Urbain et son pote Ahmadou habitent dans un petit village au Cameroun, perdu au fond de la brousse. Tous les jours, ils jouent au football avec d’autres garçons du village. Depuis quelques jours, un blanc un peu étrange s’installe au bord du terrain en terre pour filmer leurs matches. A la fin d’une partie, il interpelle les deux amis pour leur dire qu’il est impressionné par leur manière de jouer. Pour lui, c’est sûr: ils ont du potentiel. L’homme, qui s’appelle Jean-Marc, affirme être agent sportif pour la FIFA. Pour les convaincre, il leur montre sa carte, ainsi que des photos de lui avec Nwanko Kanu, El-Hadji Diouf et Emmanuel Adebayor, trois stars africaines ayant débuté leur carrière grâce à lui. Pour Jean-Marc, c’est certain: Urbain et Ahmadou ont le talent nécessaire pour faire eux aussi carrière en Europe et marcher ainsi sur les traces de leur idole, le footballeur Marc-Vivien Foé, qui joue dans l’équipe nationale du Cameroun, les fameux Lions indomptables. « Les clubs vont se battre pour vous recruter », leur promet l’agent. Evidemment, Urbain et Ahmadou se laissent facilement convaincre. Le seul hic, c’est qu’ils doivent chacun payer 6.000 euros pour payer leur voyage et les frais annexes. Soit l’équivalent de 10 ans de salaire pour un Camerounais! Heureusement, tout le village va se mobiliser pour récolter l’argent qui leur permettra de réaliser leur rêve, en partant du principe qu’ils pourront facilement rembourser leur dette une fois qu’ils seront devenus des vedettes. Mais lorsqu’ils débarquent en France, Urbain et Ahmadou ne tardent pas à se rendre compte qu’ils ont été victimes d’un agent véreux. Devenus des clandestins, un tout autre match commence alors pour eux!

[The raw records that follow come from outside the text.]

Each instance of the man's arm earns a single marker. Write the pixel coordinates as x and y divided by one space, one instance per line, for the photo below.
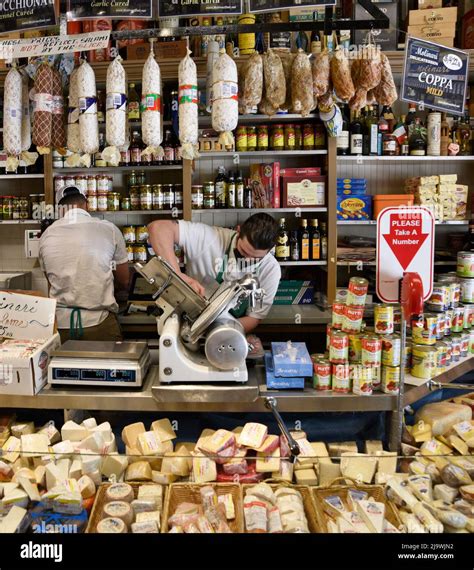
163 235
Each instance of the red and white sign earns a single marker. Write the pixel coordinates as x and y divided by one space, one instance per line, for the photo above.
405 242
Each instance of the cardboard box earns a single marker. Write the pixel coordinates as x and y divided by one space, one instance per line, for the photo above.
294 292
27 376
163 50
274 383
436 16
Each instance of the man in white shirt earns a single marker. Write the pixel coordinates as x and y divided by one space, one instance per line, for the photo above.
81 257
219 254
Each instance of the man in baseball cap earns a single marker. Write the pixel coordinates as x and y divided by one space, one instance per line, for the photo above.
83 258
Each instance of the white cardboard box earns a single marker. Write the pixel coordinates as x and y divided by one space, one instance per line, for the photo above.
27 376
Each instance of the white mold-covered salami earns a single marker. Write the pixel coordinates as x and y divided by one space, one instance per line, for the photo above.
116 114
26 116
188 108
225 106
12 113
88 123
152 124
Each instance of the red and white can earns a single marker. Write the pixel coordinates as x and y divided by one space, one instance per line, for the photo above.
371 353
341 378
339 348
352 319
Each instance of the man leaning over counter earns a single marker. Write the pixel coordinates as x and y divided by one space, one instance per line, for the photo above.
215 254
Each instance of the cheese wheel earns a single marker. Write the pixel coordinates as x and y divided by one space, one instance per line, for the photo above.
119 492
120 510
111 525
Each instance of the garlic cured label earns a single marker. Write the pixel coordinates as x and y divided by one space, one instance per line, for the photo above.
116 101
88 105
151 102
225 90
188 94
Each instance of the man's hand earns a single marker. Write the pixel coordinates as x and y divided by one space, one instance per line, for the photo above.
194 284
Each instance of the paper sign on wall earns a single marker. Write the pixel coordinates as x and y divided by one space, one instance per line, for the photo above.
25 317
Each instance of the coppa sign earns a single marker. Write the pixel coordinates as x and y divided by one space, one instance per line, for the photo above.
405 243
25 317
435 76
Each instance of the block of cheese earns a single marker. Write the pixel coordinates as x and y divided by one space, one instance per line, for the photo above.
131 432
138 471
164 429
11 449
16 521
442 416
373 514
113 464
268 463
337 449
73 431
372 446
204 470
149 443
306 477
253 435
358 466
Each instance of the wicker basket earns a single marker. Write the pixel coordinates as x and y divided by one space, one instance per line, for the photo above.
100 501
308 501
376 492
191 493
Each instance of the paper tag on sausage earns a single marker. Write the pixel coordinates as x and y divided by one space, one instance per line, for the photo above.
116 101
88 105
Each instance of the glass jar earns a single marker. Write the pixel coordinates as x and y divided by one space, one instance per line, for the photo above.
277 138
241 141
262 137
197 197
290 137
168 196
251 139
209 196
134 197
102 201
146 197
113 201
157 190
308 136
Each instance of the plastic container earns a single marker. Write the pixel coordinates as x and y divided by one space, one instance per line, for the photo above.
382 201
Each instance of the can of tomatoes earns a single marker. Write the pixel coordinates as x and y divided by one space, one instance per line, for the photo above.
322 375
339 348
357 291
338 315
371 350
384 320
340 378
352 319
391 350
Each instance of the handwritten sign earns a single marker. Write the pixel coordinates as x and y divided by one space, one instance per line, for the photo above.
26 15
50 45
435 76
25 317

Le contrepied de Foé (extrait)

Alors que l’Euro 2016 bat son plein, il est intéressant de se pencher sur la face moins visible et surtout moins reluisante du football business. Avec « Le contrepied de Foé », Laurent Galandon et Damien Vidal nous rappellent que la planète football est gangrénée par l’argent et parfois même par des pratiques proche de l’esclavage moderne. Tout comme Urbain et Ahmadou, la plupart des espoirs du ballon rond n’atteignent jamais le statut de star bling bling. Ils sont attirés en Europe, l’eldorado du foot, par des pseudo-agents qui leur promettent monts et merveilles, mais dont le seul objectif est de s’en mettre plein les poches. Dans le meilleur des cas, ces garçons qui rêvaient d’une carrière à la Drogba ou Foé terminent dans un petit club de D2 ou D3. Dans le pire des cas, ils découvrent la clandestinité et doivent alors se débrouiller comme ils peuvent pour survivre, tout en faisant croire à la famille restée au pays que tout va bien, comme dans l’histoire de Galandon et Vidal. Bien sûr, « Le contrepied de Foé » est une fiction, mais il s’appuie sur des faits bien réels. « Derrière les contes de fées des rares élus, cette forme insidieuse de néo-colonialisme cache plus souvent d’obscurs trafics, des escroqueries, des chantages, des ruines familiales, des disparitions », soulignent les auteurs. Un docu-fiction fort et interpellant, qui se termine heureusement sur une note d’espoir.